You’re 84 years old. Do you feel your age?
No, but the only reason I’m still alive is my wife of 40 years, Claudia. I must’ve met her when she was 11. She’s taken care of me all these years, and she treats me today like she did the day she met me. It’s hard to realize and express what having the right person in my life does for me.
How is Claudia still taking care of you to this day?
She’s the reason I’m still in the shape I’m in and the reason I can still hit the ball like I do. I have a gymnasium back in our home, and she not only made sure it was there, but she makes sure I’m in there six times a day. I might not do a lot while I’m in there, but I do something.

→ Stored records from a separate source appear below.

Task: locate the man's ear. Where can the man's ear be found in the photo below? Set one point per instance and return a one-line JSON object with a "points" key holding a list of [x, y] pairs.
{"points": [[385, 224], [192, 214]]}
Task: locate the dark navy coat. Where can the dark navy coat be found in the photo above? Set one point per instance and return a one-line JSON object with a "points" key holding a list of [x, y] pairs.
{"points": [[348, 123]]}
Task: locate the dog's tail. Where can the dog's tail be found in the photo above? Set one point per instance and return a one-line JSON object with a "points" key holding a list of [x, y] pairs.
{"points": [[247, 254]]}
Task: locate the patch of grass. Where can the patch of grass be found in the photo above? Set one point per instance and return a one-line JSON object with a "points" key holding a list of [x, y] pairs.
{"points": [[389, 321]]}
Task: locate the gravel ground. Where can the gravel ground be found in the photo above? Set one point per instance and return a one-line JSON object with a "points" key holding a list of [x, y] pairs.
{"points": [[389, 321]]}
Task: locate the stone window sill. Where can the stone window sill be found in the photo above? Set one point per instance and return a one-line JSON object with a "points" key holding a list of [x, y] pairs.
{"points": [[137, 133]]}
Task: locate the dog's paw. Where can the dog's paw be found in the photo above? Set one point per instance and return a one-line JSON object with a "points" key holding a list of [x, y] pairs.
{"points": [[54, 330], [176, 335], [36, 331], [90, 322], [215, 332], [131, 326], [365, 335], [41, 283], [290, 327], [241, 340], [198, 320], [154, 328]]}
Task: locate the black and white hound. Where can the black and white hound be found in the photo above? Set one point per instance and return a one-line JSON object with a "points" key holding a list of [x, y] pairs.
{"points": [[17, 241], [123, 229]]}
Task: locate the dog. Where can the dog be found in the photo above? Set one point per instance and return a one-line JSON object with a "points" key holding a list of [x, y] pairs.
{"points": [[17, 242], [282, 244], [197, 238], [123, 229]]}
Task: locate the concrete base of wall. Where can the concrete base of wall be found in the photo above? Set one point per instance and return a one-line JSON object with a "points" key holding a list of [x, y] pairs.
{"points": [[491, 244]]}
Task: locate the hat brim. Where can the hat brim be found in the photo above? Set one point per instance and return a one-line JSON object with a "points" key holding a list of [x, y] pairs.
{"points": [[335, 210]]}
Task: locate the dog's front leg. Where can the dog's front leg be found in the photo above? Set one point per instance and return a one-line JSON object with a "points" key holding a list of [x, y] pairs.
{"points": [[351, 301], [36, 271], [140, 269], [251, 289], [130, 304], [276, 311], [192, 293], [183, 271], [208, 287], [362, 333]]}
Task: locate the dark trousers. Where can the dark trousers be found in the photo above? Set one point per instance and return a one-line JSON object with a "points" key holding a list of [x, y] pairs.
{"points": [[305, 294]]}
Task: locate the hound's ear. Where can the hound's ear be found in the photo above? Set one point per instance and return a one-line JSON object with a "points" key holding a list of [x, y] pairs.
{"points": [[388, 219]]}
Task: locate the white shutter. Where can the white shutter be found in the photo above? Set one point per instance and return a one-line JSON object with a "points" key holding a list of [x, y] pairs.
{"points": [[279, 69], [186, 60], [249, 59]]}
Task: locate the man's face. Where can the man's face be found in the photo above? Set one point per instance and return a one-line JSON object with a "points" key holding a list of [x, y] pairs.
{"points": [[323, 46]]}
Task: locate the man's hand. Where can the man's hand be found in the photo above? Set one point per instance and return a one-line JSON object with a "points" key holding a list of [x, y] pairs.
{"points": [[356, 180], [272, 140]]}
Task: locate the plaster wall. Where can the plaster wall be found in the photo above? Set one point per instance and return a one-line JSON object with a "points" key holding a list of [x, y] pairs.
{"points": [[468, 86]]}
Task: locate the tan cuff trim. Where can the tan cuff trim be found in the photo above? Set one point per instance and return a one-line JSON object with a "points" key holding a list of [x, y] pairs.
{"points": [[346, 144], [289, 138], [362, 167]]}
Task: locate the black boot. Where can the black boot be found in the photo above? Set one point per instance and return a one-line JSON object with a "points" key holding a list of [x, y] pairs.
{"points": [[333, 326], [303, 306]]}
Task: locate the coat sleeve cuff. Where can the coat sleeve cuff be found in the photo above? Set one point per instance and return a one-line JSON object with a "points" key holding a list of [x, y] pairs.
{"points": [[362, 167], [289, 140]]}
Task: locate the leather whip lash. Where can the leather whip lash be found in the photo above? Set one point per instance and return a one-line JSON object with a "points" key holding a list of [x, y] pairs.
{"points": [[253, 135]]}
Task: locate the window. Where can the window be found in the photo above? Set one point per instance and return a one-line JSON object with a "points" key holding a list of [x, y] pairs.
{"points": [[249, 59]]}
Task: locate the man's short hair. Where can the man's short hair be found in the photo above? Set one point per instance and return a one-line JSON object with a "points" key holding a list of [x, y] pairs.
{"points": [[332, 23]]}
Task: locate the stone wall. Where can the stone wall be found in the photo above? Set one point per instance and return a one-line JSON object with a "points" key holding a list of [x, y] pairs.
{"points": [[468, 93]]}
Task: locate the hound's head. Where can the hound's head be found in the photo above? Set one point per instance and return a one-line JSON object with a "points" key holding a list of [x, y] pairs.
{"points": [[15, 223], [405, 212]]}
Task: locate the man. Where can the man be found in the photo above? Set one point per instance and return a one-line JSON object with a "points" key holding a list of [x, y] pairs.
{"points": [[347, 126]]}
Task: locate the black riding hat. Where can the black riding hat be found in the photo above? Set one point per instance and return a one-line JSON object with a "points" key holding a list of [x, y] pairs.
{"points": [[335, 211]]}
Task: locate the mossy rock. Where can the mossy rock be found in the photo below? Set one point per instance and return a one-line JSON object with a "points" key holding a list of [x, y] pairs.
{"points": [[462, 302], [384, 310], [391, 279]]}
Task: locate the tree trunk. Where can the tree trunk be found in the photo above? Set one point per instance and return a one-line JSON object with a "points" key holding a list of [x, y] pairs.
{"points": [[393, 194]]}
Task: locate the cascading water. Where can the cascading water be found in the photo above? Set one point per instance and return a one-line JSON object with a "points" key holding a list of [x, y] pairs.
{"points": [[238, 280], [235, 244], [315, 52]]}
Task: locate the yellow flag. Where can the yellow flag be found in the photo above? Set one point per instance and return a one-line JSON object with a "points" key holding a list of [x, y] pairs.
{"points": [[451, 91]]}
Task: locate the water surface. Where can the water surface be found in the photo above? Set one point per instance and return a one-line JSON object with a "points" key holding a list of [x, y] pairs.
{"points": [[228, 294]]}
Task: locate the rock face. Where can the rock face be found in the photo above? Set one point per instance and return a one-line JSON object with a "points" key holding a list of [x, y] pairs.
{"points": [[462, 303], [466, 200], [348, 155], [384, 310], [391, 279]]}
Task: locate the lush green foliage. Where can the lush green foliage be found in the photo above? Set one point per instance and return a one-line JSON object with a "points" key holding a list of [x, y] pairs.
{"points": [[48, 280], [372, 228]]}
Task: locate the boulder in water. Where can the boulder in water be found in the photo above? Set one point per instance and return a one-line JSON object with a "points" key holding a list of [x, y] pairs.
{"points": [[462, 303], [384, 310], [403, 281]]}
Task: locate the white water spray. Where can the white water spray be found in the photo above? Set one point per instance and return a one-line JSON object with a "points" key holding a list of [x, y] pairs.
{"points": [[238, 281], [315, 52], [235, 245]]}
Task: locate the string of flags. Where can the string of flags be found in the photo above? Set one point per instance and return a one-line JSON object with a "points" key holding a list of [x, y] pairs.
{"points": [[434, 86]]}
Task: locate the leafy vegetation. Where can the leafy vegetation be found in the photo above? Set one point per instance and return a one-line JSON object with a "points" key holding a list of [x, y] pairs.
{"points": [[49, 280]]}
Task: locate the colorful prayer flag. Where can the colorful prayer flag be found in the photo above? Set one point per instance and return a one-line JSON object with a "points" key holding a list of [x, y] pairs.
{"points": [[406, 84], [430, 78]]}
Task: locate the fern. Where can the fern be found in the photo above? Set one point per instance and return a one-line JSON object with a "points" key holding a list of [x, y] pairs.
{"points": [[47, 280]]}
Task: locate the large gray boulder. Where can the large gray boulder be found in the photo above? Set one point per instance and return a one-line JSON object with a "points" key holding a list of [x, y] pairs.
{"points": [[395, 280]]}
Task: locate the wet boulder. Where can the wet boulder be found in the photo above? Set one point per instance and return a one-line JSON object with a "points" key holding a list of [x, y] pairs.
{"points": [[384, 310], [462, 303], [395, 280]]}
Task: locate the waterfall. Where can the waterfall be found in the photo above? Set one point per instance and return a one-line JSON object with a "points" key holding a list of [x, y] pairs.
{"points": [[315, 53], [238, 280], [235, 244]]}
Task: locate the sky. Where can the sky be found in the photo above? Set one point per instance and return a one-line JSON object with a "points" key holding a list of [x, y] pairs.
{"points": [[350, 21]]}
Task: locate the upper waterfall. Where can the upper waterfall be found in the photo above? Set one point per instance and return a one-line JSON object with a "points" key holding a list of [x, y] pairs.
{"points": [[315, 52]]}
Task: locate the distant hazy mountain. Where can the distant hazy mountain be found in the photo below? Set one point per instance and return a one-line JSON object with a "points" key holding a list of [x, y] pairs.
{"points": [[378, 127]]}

It can’t be all about keeping you in the gym. How does your wife show that same affection she’s had for you the past four decades?
This Christmas, she bought me something I’ve always wanted. She gave me this present in a wrapped box, and I thought it was a shirt. I opened it in front of her, my son, my daughter, and the rest of our family. Instead of a shirt, there was a brochure inside the box. I started to choke up because I’ve wanted one of these things for 30 years and never had one.
She bought me a La-Z-Boy. She would never let me have one because she always said, “I’m not going to let you just retire and sit around and drool on yourself! You’re not getting a La-Z-Boy.” When she finally gave it to me, I told her how great it was and asked her where she was going to put it.
It’s in the gym.
This interview has been edited for length and clarity.